Okay, at this point, some of you will be trying to fit in another vowel. Which is fair. But I swear I didn't produce one, and I don't really hear one. I think that's just a transient closure approaching the fricative, overlapped with the nasal. So there's a moment here where there's simultaneous nasal and fricative going on, and the point is it's all transitional so I'm going to ignore it. TMSAISTI.
[s], IPA 132
Lower-case S
So we've got a fricatative. Tilted to the high frequencies, one broad band, etc. Must be [s].
[aɪ], IPA 304 + 321
Lower-case A + Upsilon
So this vowel, and I'm looking from just after 1600 msec all the way to about 1950 msec, the F1 is very flat, amazingly so, and very high. So we have something very, very low. At the beginning, the F2 is steady and fairly neutral, so for something this low we've got something fairly central-to-front depending on how you think of the lower space. But then it starts to move, toward a back, round vowel. So I've transcribed it as a standard diphthong, even though the F1 doesn't seem to move at all. Which is why I don't like digraphs for diphthongs, which make it look like the glide portion is of equal importance to the nucleus, which it ain't. Conventionally we've got a nucleus and a movement, not two targets. I guess. I mean, I think there's a difference, at least phonetically.
[n], IPA 116
Lower-case N
Nasal. See the full voicing? No evidence of anything placewise--the F2 transition is very labial looking, but the F3 is rising if anything, so that could be alveoar. Or both--tongue moving one direction, lips moving one direction, and both having their effect on the output acoustics. Too bad the pole isn't very visible.
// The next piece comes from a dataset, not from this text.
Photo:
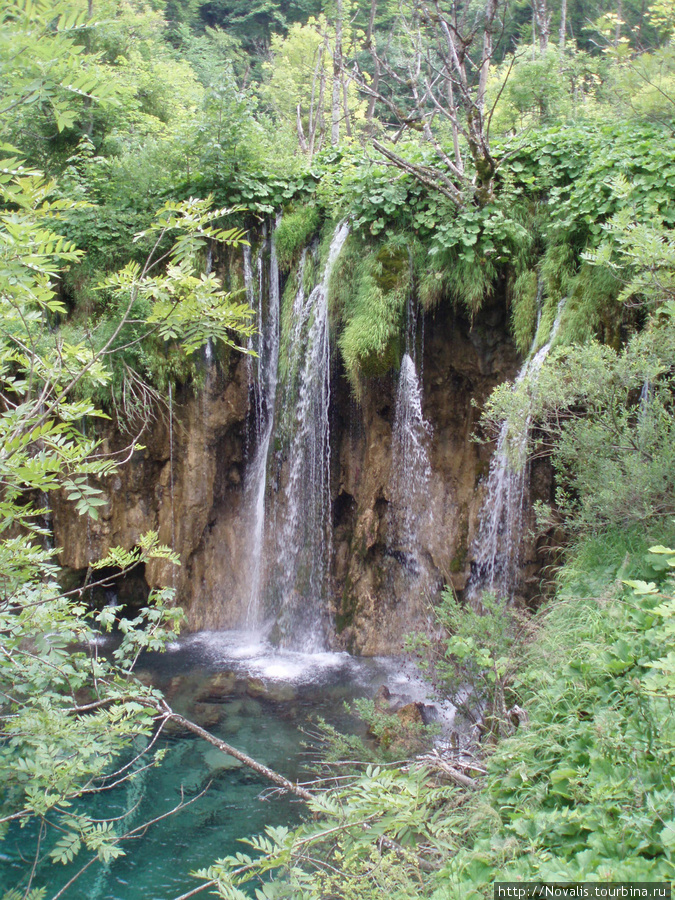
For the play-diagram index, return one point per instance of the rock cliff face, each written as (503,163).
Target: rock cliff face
(378,601)
(194,497)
Can't be velar. so must be bilabal or alveolar, unless it's coarticulating with the following plosive. Which it porbably is.
[d], IPA 104
Lower-case D
In keeping with this spectrogram treating homorganic oral releases to nsasals as separate elements (I don't know where my head was). The release noise is definitley tilted into the higher frequencies, even though it isn't classically [s] shaped. There's enough voicing in the release that you can see the F2, and it's nowhere near the F3--no pinch. So we're dealing with something that is either bilabial or alveolar. The sharpness of the release and its broad frequency range suggests alveolar. And there's not a lot pointing towards labial. So all things considered alveolar is a better guess--and I'm betting an [nd] will make a better word with [saɪ] than [mb].